Buhari, who refers to himself these days as a “converted democrat,” contested 2003, 2007 and 2011 presidential elections without success, before beating then-incumbent President Goodluck Jonathan to emerge winner of the 2015 vote.
Buhari carved a reputation for being tough on corruption in his days as a military head of state, with persons accused of graft, hounded into jail before they had a chance to defend themselves.
Accusations of being a dictator in a democracy
The president has recently been accused of human rights violations, disobeying court orders and an attempt to re-enact a tough military past in his stint as a ‘democratic’ leader.
The nation’s most-read newspaper, Punch, recently resolved to prefix Buhari with his former title of ‘Major General’ and refer to his administration as a ‘regime’ “until they purge themselves of their insufferable contempt for the rule of law.”
On the occasion of his 77th birthday celebration at the presidential villa, Buhari admitted that it’s been tough trying to put up with all the nuances and processes that come with democratic governance.
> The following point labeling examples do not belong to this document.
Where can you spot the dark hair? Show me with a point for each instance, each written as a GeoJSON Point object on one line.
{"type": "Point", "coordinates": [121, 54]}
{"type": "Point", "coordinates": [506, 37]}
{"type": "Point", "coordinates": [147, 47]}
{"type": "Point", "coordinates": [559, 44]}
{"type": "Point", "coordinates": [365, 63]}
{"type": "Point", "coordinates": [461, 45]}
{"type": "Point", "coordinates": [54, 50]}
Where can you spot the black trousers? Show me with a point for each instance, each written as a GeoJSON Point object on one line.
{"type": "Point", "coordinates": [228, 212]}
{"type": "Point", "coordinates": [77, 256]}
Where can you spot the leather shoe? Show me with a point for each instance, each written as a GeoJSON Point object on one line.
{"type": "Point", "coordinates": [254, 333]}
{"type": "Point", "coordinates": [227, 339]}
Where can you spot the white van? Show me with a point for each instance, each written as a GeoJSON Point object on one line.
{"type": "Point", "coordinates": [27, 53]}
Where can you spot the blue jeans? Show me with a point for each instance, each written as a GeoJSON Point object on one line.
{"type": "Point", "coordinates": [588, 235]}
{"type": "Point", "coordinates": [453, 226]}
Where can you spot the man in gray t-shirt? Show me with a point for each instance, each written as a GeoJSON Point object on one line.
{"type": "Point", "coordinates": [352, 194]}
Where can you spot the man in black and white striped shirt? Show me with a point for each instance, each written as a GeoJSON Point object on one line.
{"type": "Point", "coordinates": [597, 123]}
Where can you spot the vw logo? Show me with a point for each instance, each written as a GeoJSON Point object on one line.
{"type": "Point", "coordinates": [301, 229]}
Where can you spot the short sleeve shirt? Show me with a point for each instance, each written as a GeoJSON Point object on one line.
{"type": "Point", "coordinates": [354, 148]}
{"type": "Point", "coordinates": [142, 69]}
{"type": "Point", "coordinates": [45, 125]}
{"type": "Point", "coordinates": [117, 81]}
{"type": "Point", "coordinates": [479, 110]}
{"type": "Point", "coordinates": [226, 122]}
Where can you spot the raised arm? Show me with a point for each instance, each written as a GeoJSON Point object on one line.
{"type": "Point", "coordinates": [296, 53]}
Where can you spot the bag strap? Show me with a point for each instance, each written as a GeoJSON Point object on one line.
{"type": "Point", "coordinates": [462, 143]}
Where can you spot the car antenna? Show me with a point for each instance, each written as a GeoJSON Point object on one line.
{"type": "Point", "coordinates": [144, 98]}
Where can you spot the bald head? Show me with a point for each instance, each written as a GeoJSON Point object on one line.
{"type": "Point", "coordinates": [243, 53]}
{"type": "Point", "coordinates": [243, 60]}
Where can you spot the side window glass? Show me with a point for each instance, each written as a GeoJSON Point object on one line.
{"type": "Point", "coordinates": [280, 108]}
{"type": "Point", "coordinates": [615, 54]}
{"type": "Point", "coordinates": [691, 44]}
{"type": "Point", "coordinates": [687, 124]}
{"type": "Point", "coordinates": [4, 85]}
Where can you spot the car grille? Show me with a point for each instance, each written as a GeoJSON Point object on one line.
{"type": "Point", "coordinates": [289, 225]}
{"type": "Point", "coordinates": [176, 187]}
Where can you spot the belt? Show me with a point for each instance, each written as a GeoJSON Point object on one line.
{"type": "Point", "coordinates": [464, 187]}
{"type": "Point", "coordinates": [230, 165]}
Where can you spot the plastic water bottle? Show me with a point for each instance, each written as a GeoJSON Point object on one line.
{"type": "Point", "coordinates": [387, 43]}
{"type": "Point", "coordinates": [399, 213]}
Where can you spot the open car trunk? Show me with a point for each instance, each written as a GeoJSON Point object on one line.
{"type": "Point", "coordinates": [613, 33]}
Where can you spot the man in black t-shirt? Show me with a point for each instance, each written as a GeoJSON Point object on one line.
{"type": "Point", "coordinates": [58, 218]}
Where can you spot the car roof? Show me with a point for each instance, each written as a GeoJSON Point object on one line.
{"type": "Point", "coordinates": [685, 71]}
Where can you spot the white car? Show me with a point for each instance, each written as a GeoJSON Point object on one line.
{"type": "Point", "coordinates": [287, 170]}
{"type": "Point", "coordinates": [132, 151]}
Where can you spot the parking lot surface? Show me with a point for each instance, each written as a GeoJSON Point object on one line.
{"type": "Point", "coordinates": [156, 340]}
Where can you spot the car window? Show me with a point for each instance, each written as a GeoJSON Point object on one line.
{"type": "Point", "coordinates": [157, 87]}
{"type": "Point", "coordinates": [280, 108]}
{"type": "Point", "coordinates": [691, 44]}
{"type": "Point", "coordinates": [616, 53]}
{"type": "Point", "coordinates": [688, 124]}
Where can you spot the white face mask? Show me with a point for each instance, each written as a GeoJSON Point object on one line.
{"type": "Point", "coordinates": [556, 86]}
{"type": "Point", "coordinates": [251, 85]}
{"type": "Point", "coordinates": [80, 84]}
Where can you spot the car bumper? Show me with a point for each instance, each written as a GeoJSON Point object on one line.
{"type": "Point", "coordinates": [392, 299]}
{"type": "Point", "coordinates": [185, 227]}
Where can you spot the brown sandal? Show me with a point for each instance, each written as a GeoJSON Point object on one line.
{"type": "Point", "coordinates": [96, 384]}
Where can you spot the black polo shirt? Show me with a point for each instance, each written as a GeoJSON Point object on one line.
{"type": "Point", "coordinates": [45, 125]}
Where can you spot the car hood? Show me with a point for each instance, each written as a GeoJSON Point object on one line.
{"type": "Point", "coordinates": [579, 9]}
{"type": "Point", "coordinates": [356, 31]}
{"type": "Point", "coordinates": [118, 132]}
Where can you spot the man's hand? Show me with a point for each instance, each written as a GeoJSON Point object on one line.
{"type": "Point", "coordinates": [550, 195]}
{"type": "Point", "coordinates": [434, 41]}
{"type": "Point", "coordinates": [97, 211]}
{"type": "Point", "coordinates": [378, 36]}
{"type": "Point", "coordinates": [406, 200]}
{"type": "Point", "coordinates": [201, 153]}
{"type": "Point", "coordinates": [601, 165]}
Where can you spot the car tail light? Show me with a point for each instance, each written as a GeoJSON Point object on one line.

“I have learned the hard way. When I came in (military) uniform, I collected those who were leading, took them to Kirikiri (prison) and told them that they were guilty until they could prove themselves innocent. Based on all geopolitical zones, I put up committees to investigate them.
“Those who were found to have lived beyond their means, the balance was taken away from them and given to the state. I have arrested myself, detained and the looters were given back what they had stolen.
“Under this (democratic) system which is supposed to be more accountable…but…it’s too slow for my liking..,” the president said.
Buhari has often lamented how tough it’s been to jail allegedly corrupt persons as a democratic president.